I got home last night and my head started pounding so by the time I was ready for the gym the nursery was closed. I did a shred workout with Jillian and felt like I had accomplished something. I also did the dishes, crocheted a little and made some pancakes and sausage for dinner. I didn't feel like eating but I had one 3 inch pancake and one 1 inch piece of sausage. Then later I ate some watermelon and a handful of pretzels. After eating watermelon for breakfast and cucumbers with carrots and chicken for lunch my day ended under 1000 calories, with tons of water and crystal light.
My doc has instructed me to up my calories to 1800 and be sure to keep hydrated until I can see her in August. Hopefully we'll figure out why I'm so tired all the time, and why I'm having so much nausea and so many headaches. Maybe it's time to have thyroid levels checked again (let's all pray on that one.)
I don't know if any of you are familiar with grave's disease but if it comes back I might have to have my thyroid removed, either by surgically taking it out or by dissolving it with an atomic bomb cocktail (okay maybe that's an exaggeration, maybe) I am terrified of having my thyroid removed. I am scared that it will make me gain weight and be fat forever, at least with a malfunctioning thyroid I lose weight and only get crazy. What's worse fat or crazy?
I have my doubts about the absoluteness of an answer to that question. Losing weight is hard and taking away the biological thing that makes a metabolism work would make it exponentially harder. I'm watching hard for symptoms and I'm not having any aside from being tired and having headaches (which by the way are also symptoms of being a mother of two (adorably cute and remarkably endearing) spider monkeys on speed. (maybe it's a too-mah)
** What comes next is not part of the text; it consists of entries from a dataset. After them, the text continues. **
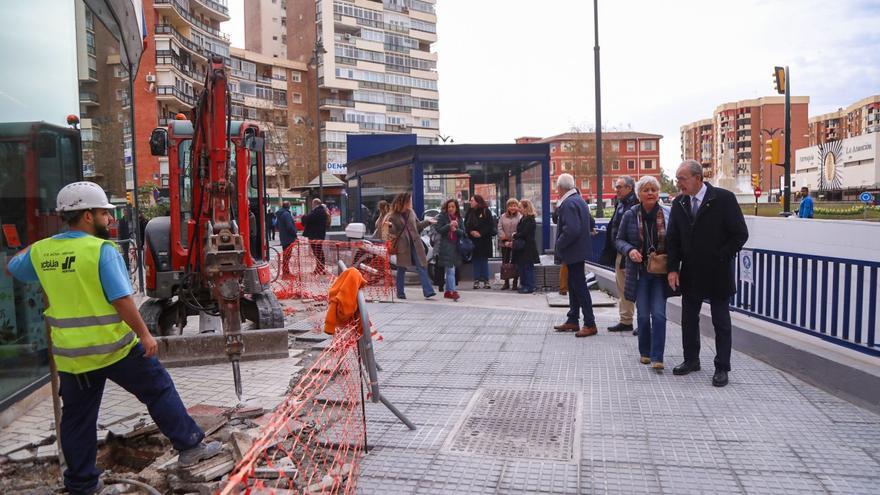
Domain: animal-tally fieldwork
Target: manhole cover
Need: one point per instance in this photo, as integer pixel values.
(519, 423)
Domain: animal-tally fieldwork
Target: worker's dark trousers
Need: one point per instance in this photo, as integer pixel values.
(81, 395)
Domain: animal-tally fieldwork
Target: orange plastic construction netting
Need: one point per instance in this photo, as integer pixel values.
(314, 440)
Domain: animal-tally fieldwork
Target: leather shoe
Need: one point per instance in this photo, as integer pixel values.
(586, 332)
(566, 327)
(685, 368)
(620, 327)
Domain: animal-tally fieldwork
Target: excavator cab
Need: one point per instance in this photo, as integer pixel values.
(171, 284)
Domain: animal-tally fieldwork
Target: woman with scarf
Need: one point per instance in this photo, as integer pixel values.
(403, 233)
(450, 228)
(641, 239)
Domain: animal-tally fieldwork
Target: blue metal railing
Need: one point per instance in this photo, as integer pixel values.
(835, 299)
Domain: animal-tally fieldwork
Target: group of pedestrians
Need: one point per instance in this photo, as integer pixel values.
(686, 249)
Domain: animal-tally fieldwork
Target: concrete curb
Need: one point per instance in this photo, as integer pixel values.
(848, 374)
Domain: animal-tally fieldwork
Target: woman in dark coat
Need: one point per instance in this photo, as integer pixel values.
(479, 226)
(526, 257)
(450, 230)
(403, 231)
(642, 231)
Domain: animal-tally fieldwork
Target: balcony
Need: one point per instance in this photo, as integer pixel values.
(169, 30)
(183, 12)
(336, 102)
(168, 92)
(88, 98)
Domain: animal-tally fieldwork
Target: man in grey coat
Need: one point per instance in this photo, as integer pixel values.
(573, 245)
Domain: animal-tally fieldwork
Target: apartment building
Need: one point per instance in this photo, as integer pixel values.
(182, 36)
(862, 117)
(269, 91)
(739, 130)
(635, 154)
(265, 27)
(104, 105)
(377, 73)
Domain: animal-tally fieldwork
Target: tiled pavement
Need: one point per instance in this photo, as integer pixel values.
(639, 431)
(264, 382)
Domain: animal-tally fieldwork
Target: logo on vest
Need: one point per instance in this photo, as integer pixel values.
(67, 266)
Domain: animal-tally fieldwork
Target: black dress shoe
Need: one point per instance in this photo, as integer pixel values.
(685, 368)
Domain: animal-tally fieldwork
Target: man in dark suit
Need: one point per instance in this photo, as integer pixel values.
(706, 230)
(315, 225)
(573, 246)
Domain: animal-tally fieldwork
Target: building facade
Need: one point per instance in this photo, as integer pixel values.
(378, 73)
(737, 138)
(635, 154)
(862, 117)
(181, 37)
(269, 91)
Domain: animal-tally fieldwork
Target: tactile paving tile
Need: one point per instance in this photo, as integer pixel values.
(519, 423)
(534, 476)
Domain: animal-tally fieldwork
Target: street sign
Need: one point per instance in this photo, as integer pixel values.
(747, 266)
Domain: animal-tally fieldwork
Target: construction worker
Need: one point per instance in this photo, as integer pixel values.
(98, 334)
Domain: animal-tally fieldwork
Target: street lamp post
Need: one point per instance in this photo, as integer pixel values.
(313, 64)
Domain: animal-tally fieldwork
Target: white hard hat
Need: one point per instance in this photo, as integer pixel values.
(82, 196)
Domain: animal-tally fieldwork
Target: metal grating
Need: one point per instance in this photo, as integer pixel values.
(520, 423)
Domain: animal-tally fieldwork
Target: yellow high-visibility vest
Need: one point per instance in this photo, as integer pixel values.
(87, 331)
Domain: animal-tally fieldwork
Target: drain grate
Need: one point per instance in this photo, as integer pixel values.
(519, 423)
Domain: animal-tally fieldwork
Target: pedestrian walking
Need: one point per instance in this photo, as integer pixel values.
(97, 334)
(641, 239)
(705, 232)
(574, 245)
(480, 226)
(805, 210)
(507, 223)
(315, 225)
(286, 234)
(626, 198)
(381, 231)
(449, 230)
(403, 231)
(525, 250)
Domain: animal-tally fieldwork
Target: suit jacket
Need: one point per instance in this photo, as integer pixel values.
(573, 243)
(702, 249)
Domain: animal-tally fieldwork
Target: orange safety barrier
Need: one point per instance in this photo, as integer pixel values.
(306, 268)
(314, 441)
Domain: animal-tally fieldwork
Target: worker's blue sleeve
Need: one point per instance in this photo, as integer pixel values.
(114, 276)
(20, 267)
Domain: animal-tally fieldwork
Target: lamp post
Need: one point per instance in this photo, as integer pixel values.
(600, 207)
(313, 64)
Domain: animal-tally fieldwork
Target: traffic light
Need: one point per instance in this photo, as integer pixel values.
(779, 76)
(771, 151)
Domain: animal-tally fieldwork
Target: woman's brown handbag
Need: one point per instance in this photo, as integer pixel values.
(657, 263)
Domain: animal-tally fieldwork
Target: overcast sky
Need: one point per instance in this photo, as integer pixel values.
(512, 68)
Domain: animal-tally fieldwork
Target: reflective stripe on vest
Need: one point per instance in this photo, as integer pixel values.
(87, 331)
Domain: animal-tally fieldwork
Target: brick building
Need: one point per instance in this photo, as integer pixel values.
(862, 117)
(738, 132)
(624, 153)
I have to keep paying for the gym if I go or not, so the frugal part of me is demanding that I get my only slightly flabby ass in gear.
Funny story: after "magic time" yesterday, Jeeves and I were laying in bed and he says, "Wow! that's the thinnest your thighs have ever been, look how skinny you are!" I happen to know he is telling the truth, so he is noticing the changes to other parts of my body than my behind (which he laments the loss of) But I don't care if he was lying through his teeth, he got super awesome hubby of the year points for that.